Monday, November 24, 2008

Robbing hood: Take from the rich, take from the poor later

Last week, TTG revealed that the Cabinet were actually undercover Borrowers and they have been more than happy to make the most of their status, flashing our cash and others.

Determined not to budge on the spending in their pre budget plans, you will never guess what they have up their sleeve? Yes, you're right, even more crazy ideas to erm, get us out of debt by spending more. And a whopping £231 billion more than planned at that.

But don't worry, so that we don't start picking on their air tight fiscality and point out namely its idiocy, they have fobbed us off with apparent cut in VAT.

VAT's right folk. For 13 months, we can enjoy 15 per cent rate as opposed to the usual 17.5 on goodies like cans and cars All good and well, but they're forgetting (or omitting) to tell us that the condition for such selfless lavery is that national insurance for ALL will go up.

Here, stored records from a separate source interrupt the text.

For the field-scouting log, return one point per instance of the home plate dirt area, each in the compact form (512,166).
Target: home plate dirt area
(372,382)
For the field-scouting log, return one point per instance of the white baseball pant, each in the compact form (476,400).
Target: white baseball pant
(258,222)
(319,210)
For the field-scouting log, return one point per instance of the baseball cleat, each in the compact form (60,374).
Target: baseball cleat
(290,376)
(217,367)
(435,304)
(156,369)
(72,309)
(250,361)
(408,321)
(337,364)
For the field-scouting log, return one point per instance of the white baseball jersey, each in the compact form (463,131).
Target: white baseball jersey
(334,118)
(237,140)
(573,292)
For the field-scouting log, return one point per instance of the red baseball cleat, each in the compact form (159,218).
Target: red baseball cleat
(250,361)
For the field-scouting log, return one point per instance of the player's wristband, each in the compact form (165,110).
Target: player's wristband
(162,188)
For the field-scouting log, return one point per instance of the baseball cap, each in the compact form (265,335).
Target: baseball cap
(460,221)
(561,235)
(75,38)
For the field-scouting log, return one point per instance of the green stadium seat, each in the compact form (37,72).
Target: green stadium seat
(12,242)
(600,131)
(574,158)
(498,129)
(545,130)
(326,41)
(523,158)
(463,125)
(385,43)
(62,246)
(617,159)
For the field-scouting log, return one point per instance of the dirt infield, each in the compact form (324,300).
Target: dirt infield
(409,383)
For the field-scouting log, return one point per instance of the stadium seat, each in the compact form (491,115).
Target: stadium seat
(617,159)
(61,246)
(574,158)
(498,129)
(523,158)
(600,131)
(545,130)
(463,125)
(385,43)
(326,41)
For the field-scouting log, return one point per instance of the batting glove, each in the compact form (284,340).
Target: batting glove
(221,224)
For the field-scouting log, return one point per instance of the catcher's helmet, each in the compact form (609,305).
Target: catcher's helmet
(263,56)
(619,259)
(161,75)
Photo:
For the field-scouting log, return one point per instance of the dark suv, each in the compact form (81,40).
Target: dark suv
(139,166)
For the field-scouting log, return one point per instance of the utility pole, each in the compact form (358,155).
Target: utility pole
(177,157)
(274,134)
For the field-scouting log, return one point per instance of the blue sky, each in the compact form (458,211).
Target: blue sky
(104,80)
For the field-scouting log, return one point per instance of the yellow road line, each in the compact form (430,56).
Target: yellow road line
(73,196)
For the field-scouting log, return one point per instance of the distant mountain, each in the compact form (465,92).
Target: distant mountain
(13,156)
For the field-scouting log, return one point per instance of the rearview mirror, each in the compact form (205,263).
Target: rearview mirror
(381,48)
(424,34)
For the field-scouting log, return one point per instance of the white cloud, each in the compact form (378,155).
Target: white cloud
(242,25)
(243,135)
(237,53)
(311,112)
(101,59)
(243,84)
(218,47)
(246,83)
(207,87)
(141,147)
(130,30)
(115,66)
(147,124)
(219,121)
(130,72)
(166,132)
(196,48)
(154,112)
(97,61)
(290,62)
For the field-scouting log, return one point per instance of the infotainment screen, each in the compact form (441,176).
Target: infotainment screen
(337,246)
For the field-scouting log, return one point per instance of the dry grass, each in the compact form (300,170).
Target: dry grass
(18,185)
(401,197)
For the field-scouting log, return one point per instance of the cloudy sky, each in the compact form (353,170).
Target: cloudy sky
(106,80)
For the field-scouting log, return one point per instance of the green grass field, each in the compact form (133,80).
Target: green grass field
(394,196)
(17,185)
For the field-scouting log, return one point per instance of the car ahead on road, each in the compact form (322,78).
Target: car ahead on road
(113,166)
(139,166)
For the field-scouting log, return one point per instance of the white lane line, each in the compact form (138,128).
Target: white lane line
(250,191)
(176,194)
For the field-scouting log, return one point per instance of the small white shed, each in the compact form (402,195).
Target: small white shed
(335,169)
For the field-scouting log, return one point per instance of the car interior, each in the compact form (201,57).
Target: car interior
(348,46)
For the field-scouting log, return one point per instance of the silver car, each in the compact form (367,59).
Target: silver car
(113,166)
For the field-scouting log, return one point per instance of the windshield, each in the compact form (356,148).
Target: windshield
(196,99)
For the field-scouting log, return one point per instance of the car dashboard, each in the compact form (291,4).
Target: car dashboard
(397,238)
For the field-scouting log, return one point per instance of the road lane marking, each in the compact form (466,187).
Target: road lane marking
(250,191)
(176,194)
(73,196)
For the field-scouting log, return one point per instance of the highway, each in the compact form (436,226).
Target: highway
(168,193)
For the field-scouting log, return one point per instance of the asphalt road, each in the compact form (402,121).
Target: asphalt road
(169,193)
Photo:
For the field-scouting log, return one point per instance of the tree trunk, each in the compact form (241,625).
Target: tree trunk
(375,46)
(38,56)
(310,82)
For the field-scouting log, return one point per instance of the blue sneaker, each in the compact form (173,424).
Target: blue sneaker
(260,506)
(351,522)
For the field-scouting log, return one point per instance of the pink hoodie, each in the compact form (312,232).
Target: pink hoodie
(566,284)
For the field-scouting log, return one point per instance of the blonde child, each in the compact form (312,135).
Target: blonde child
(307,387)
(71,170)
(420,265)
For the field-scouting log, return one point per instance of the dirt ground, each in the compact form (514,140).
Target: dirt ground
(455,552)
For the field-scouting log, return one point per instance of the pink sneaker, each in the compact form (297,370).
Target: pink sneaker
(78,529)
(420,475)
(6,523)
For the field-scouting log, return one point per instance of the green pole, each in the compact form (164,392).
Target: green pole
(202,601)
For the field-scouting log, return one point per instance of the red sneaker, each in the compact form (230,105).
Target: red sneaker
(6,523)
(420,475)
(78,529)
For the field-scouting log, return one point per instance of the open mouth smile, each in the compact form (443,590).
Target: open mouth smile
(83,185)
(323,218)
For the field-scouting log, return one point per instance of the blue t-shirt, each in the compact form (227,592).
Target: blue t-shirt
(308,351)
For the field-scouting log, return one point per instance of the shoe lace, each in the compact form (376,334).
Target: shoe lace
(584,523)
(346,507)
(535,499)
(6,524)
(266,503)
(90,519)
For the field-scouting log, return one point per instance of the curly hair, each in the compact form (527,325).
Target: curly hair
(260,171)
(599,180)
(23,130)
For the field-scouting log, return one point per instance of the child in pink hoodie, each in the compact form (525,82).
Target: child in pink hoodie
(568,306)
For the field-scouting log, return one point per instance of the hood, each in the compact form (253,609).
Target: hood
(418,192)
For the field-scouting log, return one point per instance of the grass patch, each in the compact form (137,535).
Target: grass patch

The rich, having the poorer deal, will in 2011, have to cough up 45 per cent of their wages in tax as well as the half rate top-up fee for their national insurance.

But the poor haven't been left out either. For the duty on booze is set to rise to cover their kind and gracious VAT cutdown. And as you may well have read, there's not much use casting your eyes abroad for that sweet drop of booze, ciggy take or car gas. Cos in the spirit of unfair trade, Brits can't possibly get a cheaper quote or deal on their beer. No, that goes against Labour's economic protectionism.

They want YOU... to pay designer price tags, just so they can get by. Because ripping us off hasn't helped them enough already.

In a twist to the Robin Hood tale, Gordy and his men are taking from the rich, giving to the poor but taking from the poor later on. Robbing is their middle name, ruining neighbour hoods is their game.

Like a magician, they fool voters one by one, lulled by a false security that Labour know what they're doing - TTG must have missed that hypnotherapy session with Gordy.

C'mon, how can any sane being really be led to believe that borrowing and unravelling debt is the solution to world peace?

Well Ole Darling seemed to believe his own excrement.

So to spell it out for red Labour -


Don't be surprised if the terrible Chancellor two have to declare Britain bankrupt in the next three or four years because £300 odd billion doesn't come from thin air.

1 comment:

Anonymous said...

We wont enjoy the lower rate on cans as food is already zero is rent/mortgage and even gas/electricity is is only at 5% VAT... newspapers and books and childrens clothes are zero rated... and alcohol and fuel are excluded. Which means we can enjoy a kebab at 15% not 17.5% one night this week if you are free?